Intervention de Mona Zegaï

Délégation aux droits des femmes et à l'égalité des chances entre les hommes et les femmes — Réunion du 20 novembre 2014 : 1ère réunion
Stéréotypes masculins et féminins dans les jeux et les jouets — Audition de Mme Mona Zegaï doctorante en sociologie au centre de recherches sociologiques et politiques de paris - cultures et sociétés urbaines cresppa-csu à l'université paris viii vincennes-saint-denis et Mme Astrid Leray fondatrice du cabinet trezego

Mona Zegaï :

Dans la famille, 80 % des tâches domestiques sont accomplies par les femmes, comme je le disais. L'organisation du travail domestique au foyer est un observatoire de l'inégalité des genres pour l'enfant. Lors d'un entretien avec deux enfants hors de la présence de leurs parents, je leur ai montré des catalogues de jouets. Les garçons n'ont pas aimé les jouets ménagers, disant qu'ils étaient réservés aux filles, non pas parce que les jouets et les pages étaient roses, mais parce qu'ils ont constaté que leur mère passait l'aspirateur ou faisait la vaisselle, et que leur grand-mère faisait des travaux de couture. Les enfants assignent ainsi un genre aux jouets lorsque ceux-ci imitent la réalité sociale qu'ils observent. Les parents peuvent donc contribuer involontairement à développer des stéréotypes chez leurs enfants. Si leur mère fait la cuisine, les enfants intègrent que la cuisine relève des femmes.
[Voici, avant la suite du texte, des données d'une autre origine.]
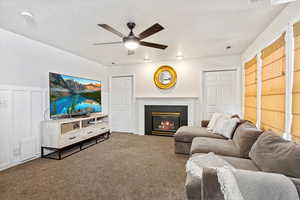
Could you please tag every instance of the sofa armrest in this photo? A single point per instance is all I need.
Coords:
(210, 186)
(204, 123)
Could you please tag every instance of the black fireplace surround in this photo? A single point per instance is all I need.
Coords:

Au cours d'une autre expérience, j'ai proposé des jouets à des enfants, à répartir sur trois tables : garçons, filles et mixtes. Parmi une quinzaine de groupes de quinze collégiens, la plupart ont placé la cuisine rouge, grise et noire sur la table des jouets mixtes. Ils ont justifié cette décision par le fait que le père faisait aussi à manger le week-end ; même si la confection du repas n'est pas quotidienne, ils ont observé que la cuisine n'était pas que pour les femmes. En outre, ils ont cité les émissions de téléréalité qui montrent des hommes et des femmes qui cuisinent. Ces émissions ont une influence sur les enfants.
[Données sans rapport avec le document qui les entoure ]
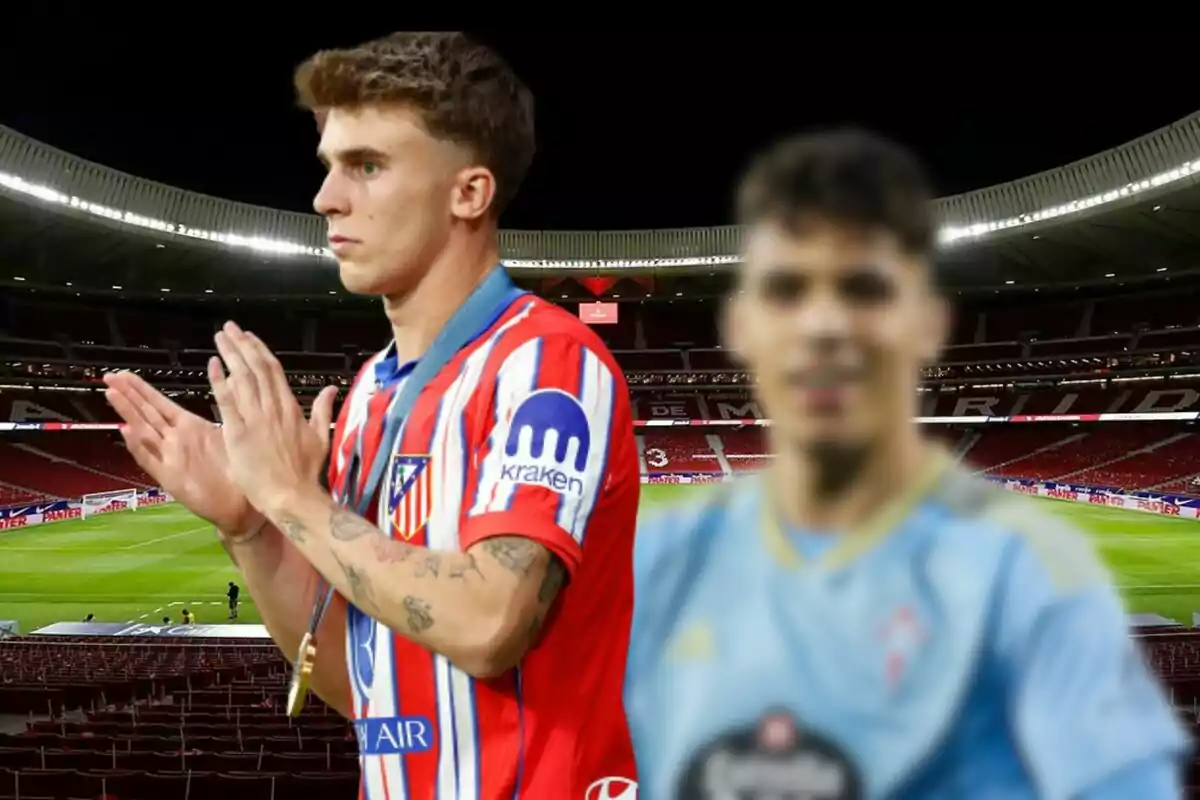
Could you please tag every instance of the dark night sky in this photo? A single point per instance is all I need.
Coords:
(635, 131)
Les parents peuvent également « corriger » certains aspects, notamment des parents très diplômés avec un fort capital culturel. La fille de huit ans d'une femme très diplômée, chercheuse en sciences de l'éducation et spécialisée dans les questions de genre, n'avait aucun goût pour le rose et les poupées, mais aimait les dragons. Il s'est avéré que ses parents étaient adeptes des jeux de rôles ; la petite fille savait qu'elle aurait des sujets de conversation avec ses parents en s'intéressant aux dragons. Le père voulait lui interdire les poupées Barbie pour des raisons de sexualisation, mais la mère a jugé que l'interdit pourrait, au contraire, exercer un effet attractif sur elle. Ils ont donc suscité un rejet de ces poupées en les qualifiant par exemple de « cruches », ce que la petite fille a repris dans son discours en s'appropriant ces goûts transmis par les parents. Les parents ont donc un rôle non négligeable sur l'ouverture du champ des possibles de leurs enfants.
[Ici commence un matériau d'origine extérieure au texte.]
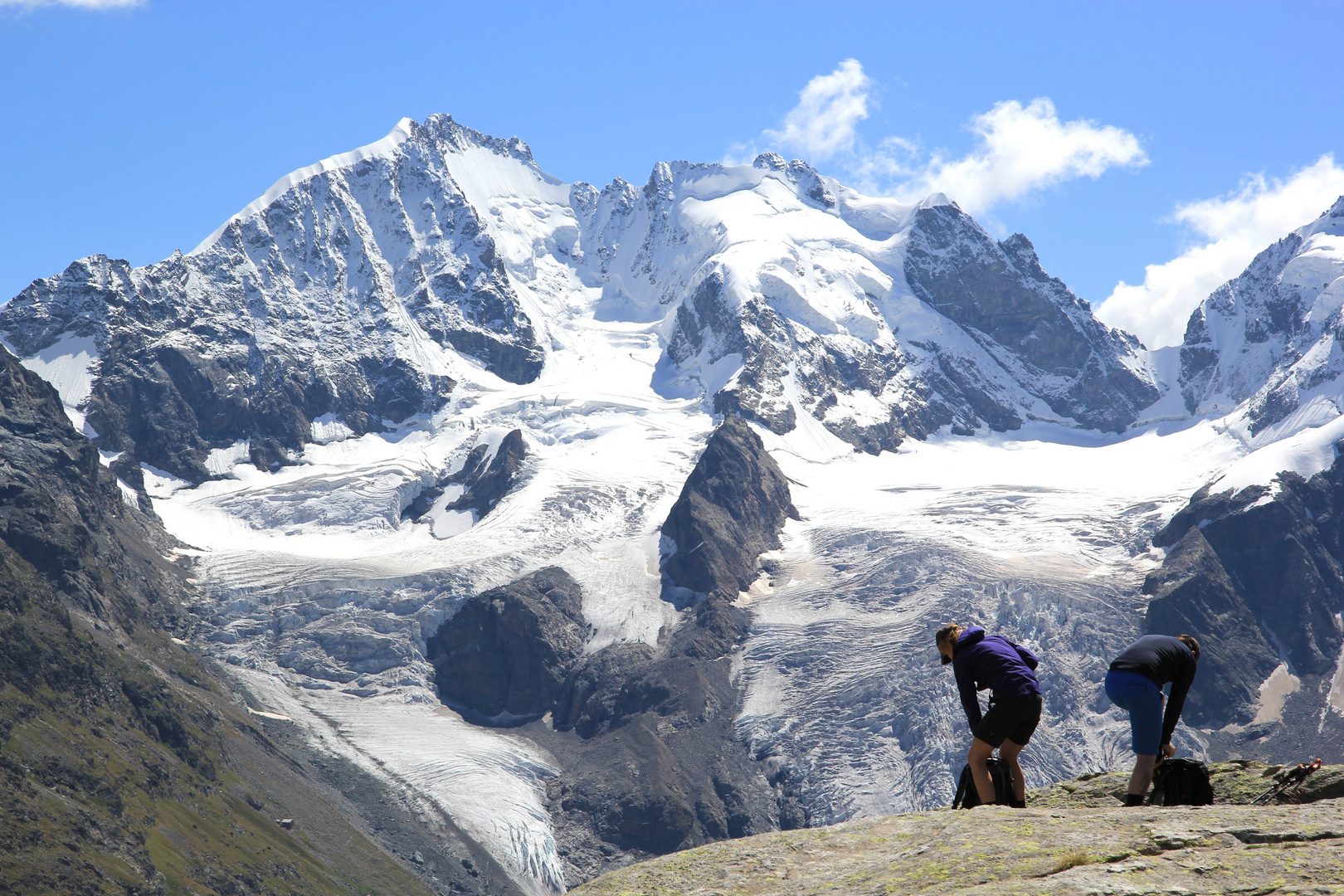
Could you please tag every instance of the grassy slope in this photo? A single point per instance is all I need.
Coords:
(129, 772)
(125, 766)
L'étude d'une sociologue sur les mangas montre que la lecture de mangas n'est pas interdite par les parents des classes favorisées, mais qu'ils recommandent également d'autres lectures par ailleurs. Ces parents ont des stratégies pour ouvrir le champ des possibles de leurs enfants, notamment au moment de Noël.

Les parents sélectionnent par exemple dans la liste de Noël les jouets qui correspondent à leurs valeurs. Les autres membres de la famille, notamment les grands-parents, jouent également un rôle. Les parents leur demanderont d'acheter des vêtements plutôt que des jouets, ou répartiront les jouets entre les membres de la famille, pour éviter des achats de jouets qui ne leur plaisent pas. En revanche, les parents des catégories sociales moins favorisées veulent surtout faire plaisir à leur enfant. L'objectif est qu'il ne manque de rien.

Les enfants développent parfois aussi des stratégies : ils s'adressent aux grands-parents pour obtenir des jouets que les parents leur refusent, par exemple un jouet en forme d'arme ou un déguisement de « Monster High ». Bien que les grands-parents soient choqués par ces jouets, qu'ils peuvent juger violents ou vulgaires, ils les achètent pour faire plaisir à leurs petits-enfants.